This striking odhni, a woman's veil-cloth or head covering, illustrates the high level of design and craftsmanship that is frequently found in the needlework of rural communities in India. Embroidery is a decorative, nonessential part of garment construction, and thus its significance is more acutely related to personal or communal expression. In the Indian tradition, religious significance and tribal identity might be commemorated through embroidered textiles. However, beautifully embellished fabrics without particular coded meanings were also made for everyday use.
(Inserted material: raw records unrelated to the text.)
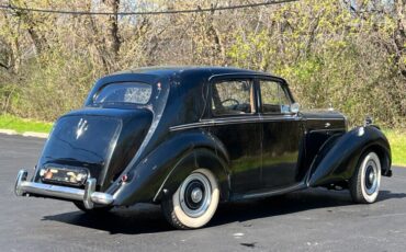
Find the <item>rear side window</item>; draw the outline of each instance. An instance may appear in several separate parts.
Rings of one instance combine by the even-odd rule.
[[[226,80],[212,85],[213,115],[255,113],[252,80]]]
[[[153,93],[150,84],[120,82],[105,85],[93,99],[94,104],[131,103],[147,104]]]
[[[263,113],[283,114],[290,112],[291,102],[279,82],[261,80],[260,89]]]

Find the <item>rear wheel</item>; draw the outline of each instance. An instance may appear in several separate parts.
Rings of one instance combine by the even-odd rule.
[[[113,208],[112,206],[104,206],[104,207],[94,207],[92,209],[88,209],[84,207],[84,204],[81,202],[74,202],[74,204],[80,210],[84,211],[86,214],[90,214],[90,215],[104,215],[104,214],[108,214]]]
[[[179,186],[172,197],[162,202],[166,219],[178,229],[205,226],[217,209],[218,183],[206,169],[193,171]]]
[[[373,151],[360,159],[358,168],[350,180],[350,193],[354,203],[374,203],[380,193],[381,161]]]

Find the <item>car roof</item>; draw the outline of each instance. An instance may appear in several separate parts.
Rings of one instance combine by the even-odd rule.
[[[123,73],[144,73],[150,76],[172,76],[172,75],[227,75],[227,73],[250,73],[261,76],[272,76],[266,72],[253,71],[248,69],[235,68],[235,67],[208,67],[208,66],[161,66],[161,67],[145,67],[135,68],[124,71],[114,72],[112,75]]]

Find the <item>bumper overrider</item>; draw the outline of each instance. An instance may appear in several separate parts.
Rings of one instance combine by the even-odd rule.
[[[114,196],[106,193],[95,192],[95,179],[89,177],[86,182],[84,190],[68,186],[43,184],[26,181],[29,172],[20,170],[16,176],[14,192],[16,196],[35,196],[56,197],[68,201],[83,202],[87,209],[98,206],[108,206],[114,203]]]

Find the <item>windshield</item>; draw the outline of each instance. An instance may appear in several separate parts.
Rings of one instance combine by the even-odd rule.
[[[153,93],[150,84],[120,82],[105,85],[93,99],[94,104],[132,103],[147,104]]]

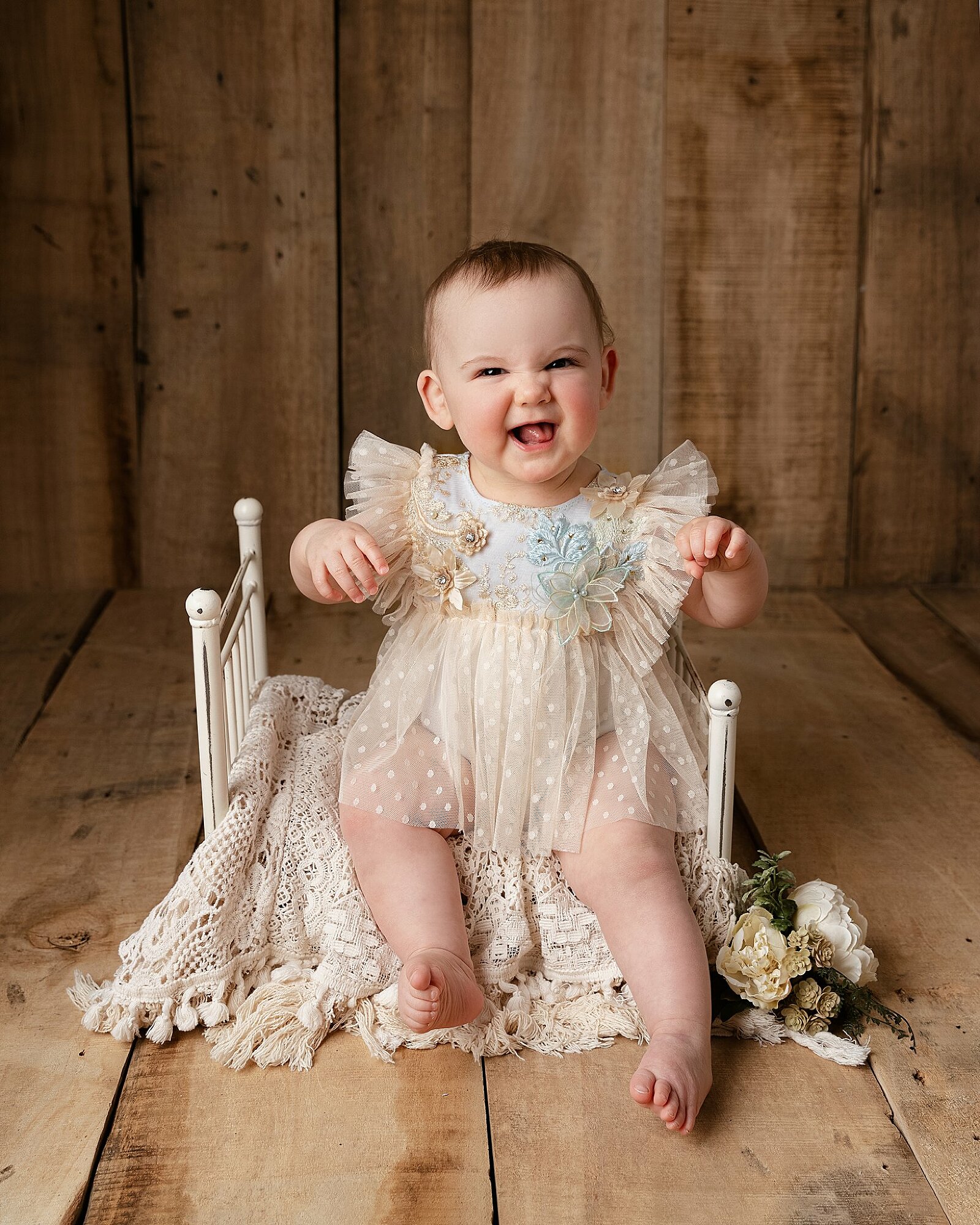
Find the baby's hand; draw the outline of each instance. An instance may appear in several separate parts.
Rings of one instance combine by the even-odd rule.
[[[306,565],[314,587],[325,603],[337,604],[350,597],[360,604],[377,592],[375,572],[386,575],[388,564],[377,541],[360,523],[326,519],[306,540]],[[353,571],[353,573],[352,573]],[[368,593],[364,595],[356,579]]]
[[[725,538],[728,545],[723,550]],[[748,533],[720,514],[702,514],[685,523],[674,537],[674,544],[684,568],[695,578],[710,570],[741,570],[752,555]]]

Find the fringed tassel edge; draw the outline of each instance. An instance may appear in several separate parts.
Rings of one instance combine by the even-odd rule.
[[[232,993],[224,1003],[229,985]],[[429,1050],[441,1042],[469,1051],[479,1061],[495,1055],[521,1057],[524,1047],[556,1056],[589,1051],[610,1046],[617,1036],[649,1041],[628,986],[617,979],[561,982],[522,970],[513,981],[488,986],[485,992],[486,1003],[475,1020],[418,1034],[398,1013],[397,982],[360,998],[317,993],[315,971],[295,963],[274,970],[257,967],[232,984],[222,980],[203,1001],[197,996],[207,992],[187,987],[179,1003],[174,997],[119,1002],[113,998],[111,981],[98,984],[81,971],[76,971],[75,986],[67,989],[85,1009],[82,1024],[87,1029],[132,1041],[138,1028],[148,1024],[146,1036],[165,1042],[175,1025],[189,1030],[203,1024],[212,1058],[236,1071],[249,1062],[263,1068],[288,1063],[293,1071],[307,1071],[316,1049],[338,1028],[358,1034],[371,1056],[387,1063],[394,1062],[392,1052],[399,1046]],[[790,1038],[822,1058],[850,1066],[865,1063],[871,1050],[835,1034],[795,1033],[760,1008],[715,1022],[712,1034],[768,1044]]]

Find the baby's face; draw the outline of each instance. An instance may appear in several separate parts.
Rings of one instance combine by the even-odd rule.
[[[501,489],[557,488],[595,437],[616,364],[578,281],[556,274],[496,289],[457,282],[439,321],[435,368],[418,383],[429,415],[456,426]],[[521,429],[529,423],[541,424]]]

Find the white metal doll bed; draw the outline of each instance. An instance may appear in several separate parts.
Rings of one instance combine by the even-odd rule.
[[[262,579],[262,503],[255,497],[235,502],[238,573],[224,600],[197,588],[186,610],[194,639],[194,690],[197,745],[201,757],[201,797],[205,837],[228,812],[228,773],[245,736],[251,690],[268,676],[266,592]],[[234,617],[225,624],[234,608]],[[741,692],[734,681],[718,680],[706,690],[681,637],[681,620],[671,627],[665,655],[680,679],[701,698],[708,717],[708,846],[731,859],[731,813],[735,799],[735,723]]]

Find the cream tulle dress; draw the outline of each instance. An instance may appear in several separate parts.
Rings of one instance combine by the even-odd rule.
[[[479,494],[468,452],[361,431],[345,517],[388,562],[390,628],[339,802],[503,855],[578,851],[624,818],[704,828],[703,712],[663,649],[692,582],[674,537],[717,492],[690,440],[532,507]]]

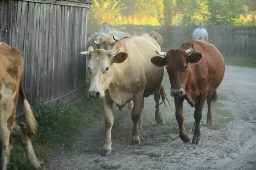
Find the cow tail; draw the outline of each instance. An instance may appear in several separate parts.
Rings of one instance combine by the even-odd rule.
[[[160,88],[160,95],[161,96],[161,98],[162,99],[162,102],[159,103],[159,105],[161,105],[163,103],[164,104],[164,105],[167,108],[167,106],[165,103],[165,99],[166,98],[167,102],[168,102],[168,103],[169,103],[169,105],[170,107],[171,106],[171,105],[170,105],[170,102],[169,102],[169,100],[168,100],[168,98],[166,96],[166,91],[164,88],[163,88],[163,85],[161,85],[161,88]]]
[[[19,92],[21,97],[21,100],[24,108],[27,135],[31,138],[36,134],[38,124],[34,116],[33,111],[31,109],[30,105],[29,105],[29,102],[26,99],[26,94],[24,92],[22,85],[21,85],[21,83],[20,84]]]
[[[212,105],[214,105],[214,103],[218,100],[218,97],[217,96],[217,91],[215,91],[212,93],[212,101],[213,101],[213,104]]]

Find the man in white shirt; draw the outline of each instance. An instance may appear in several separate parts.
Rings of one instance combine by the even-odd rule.
[[[207,32],[206,29],[203,28],[203,26],[204,24],[203,24],[203,23],[201,22],[200,22],[199,27],[197,28],[194,30],[193,37],[196,39],[198,39],[200,37],[202,37],[204,38],[206,41],[209,42],[208,32]]]
[[[108,33],[110,30],[110,28],[108,26],[108,23],[103,23],[102,27],[100,29],[100,32],[106,34]]]

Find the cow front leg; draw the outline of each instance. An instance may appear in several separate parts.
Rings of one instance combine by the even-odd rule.
[[[112,145],[111,131],[113,123],[114,123],[113,104],[113,102],[107,96],[105,96],[103,99],[103,105],[106,113],[106,118],[105,119],[106,136],[105,143],[101,153],[102,156],[107,156],[109,155],[112,152],[112,148],[111,147],[111,145]]]
[[[182,141],[189,142],[190,141],[189,135],[186,131],[184,127],[184,113],[183,112],[183,102],[184,98],[178,97],[174,97],[175,112],[175,115],[179,125],[180,129],[180,138]]]
[[[132,139],[131,143],[133,144],[140,144],[140,132],[138,127],[138,120],[140,116],[140,109],[143,100],[143,94],[137,94],[135,96],[134,105],[131,112],[131,116],[134,123],[134,129],[132,130]]]
[[[156,102],[156,112],[155,113],[155,119],[157,123],[161,123],[163,122],[163,117],[161,110],[159,108],[159,101],[160,100],[160,89],[162,88],[160,85],[156,89],[156,91],[154,92],[154,99]]]
[[[127,109],[127,111],[128,112],[131,112],[132,108],[133,108],[133,101],[132,100],[131,100],[128,102],[128,108]]]
[[[141,103],[141,106],[140,106],[140,118],[138,121],[138,125],[139,126],[139,131],[140,132],[141,132],[143,130],[142,125],[143,125],[143,119],[142,117],[143,110],[144,107],[144,98],[142,100],[142,103]]]
[[[41,165],[42,162],[38,161],[35,156],[31,140],[26,131],[26,124],[15,120],[13,124],[12,135],[19,141],[24,148],[29,165],[34,170],[45,170],[44,167]]]
[[[206,100],[207,93],[201,94],[198,98],[198,105],[195,106],[194,117],[195,122],[194,136],[192,143],[199,144],[201,143],[201,134],[200,133],[200,122],[203,115],[203,108]]]
[[[7,123],[7,121],[6,121]],[[13,147],[11,130],[7,127],[7,123],[2,124],[0,126],[0,170],[7,169],[11,152]]]
[[[215,102],[217,100],[217,95],[216,91],[215,91],[212,94],[210,94],[207,97],[206,102],[208,105],[208,111],[207,112],[207,119],[206,124],[211,125],[212,123],[212,102]]]

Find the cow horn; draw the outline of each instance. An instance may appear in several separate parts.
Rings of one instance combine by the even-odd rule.
[[[113,55],[115,55],[115,54],[117,54],[117,53],[118,53],[118,52],[119,52],[119,50],[120,50],[120,49],[119,49],[117,50],[116,50],[116,51],[109,51],[109,54],[111,56],[112,56]]]
[[[120,39],[119,39],[118,38],[115,38],[115,36],[113,35],[113,39],[114,39],[115,40],[115,41],[116,41],[116,42],[117,42],[118,41],[120,41]]]
[[[112,42],[112,43],[111,43],[111,44],[112,45],[115,45],[115,44],[116,44],[116,41],[115,41],[115,42]]]
[[[193,49],[194,49],[194,43],[193,43],[192,44],[192,47],[191,47],[191,48],[188,49],[187,50],[185,50],[185,51],[186,52],[186,54],[189,54],[190,52],[192,51],[193,51]]]
[[[94,44],[99,44],[99,43],[98,42],[95,41],[95,40],[94,40],[94,38],[93,38],[93,42],[94,43]]]
[[[79,53],[79,54],[82,54],[82,55],[86,55],[87,56],[89,56],[89,55],[90,55],[90,51],[85,51],[81,52]]]
[[[167,55],[167,53],[166,52],[158,52],[157,51],[155,51],[157,54],[160,55],[162,56],[166,57]]]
Worn tucked into the front of the waist, draped over the skirt towards the back and pulled over the head to fall in soft folds around the face and shoulders, the odhni was a regular component of feminine Indian dress and could range from humble and plain to intricately ornamented.

A splendid example of the latter type of odhni, this piece was made—perhaps as part of a dowry—in the Kutch region of Gujarat, and more specifically in Banni, its remote, northernmost part. This area, which now straddles the borders between India and Pakistan, is famed for its rich and varied embroidery traditions. Much of it is done by women from farming and herding communities for their personal use. Banni embroidery tends to be very finely worked, with tiny stitches on silk or satin, and often incorporates small bits of mirrored glass called shisha. These glimmering discs are thought to have their origins in the use of naturally occurring mica found in the deserts of western India. Radiant patterns are created with the abhala technique which relies on buttonhole stitching to affix the mirror appliqués in place. Though delicate in its execution there is a particular boldness to this odhni; the carefully orchestrated combinations of motifs and the restricted color palette reinforce the graphic strength of the design. At center is a large diamond-shaped medallion of mitered stripes of branching triangles, worked in running stitch; the diamond is broken into four quarters by intersecting rows of shisha. Each corner of the medallion is finished with a lobe of geometric embroidery, studded with shimmering mirrors and encircled with a halo of larger mirror appliqués. Additionally, the entire field of deep rust-colored silk twill, which has a burnished patina, is sprinkled with minute eyelet perforations, clustered in groupings of twelve and five holes in checkerboard formations, all bound with buttonhole stitch and arranged in regularly spaced repeating rows. The embroiderer limited her scheme to four colors of silk thread: garnet red, dull gold, cream, and black. Borders of crimson satin complete this remarkable odhni.


A similar example is in the Victoria & Albert Museum collection (IS 13-1990).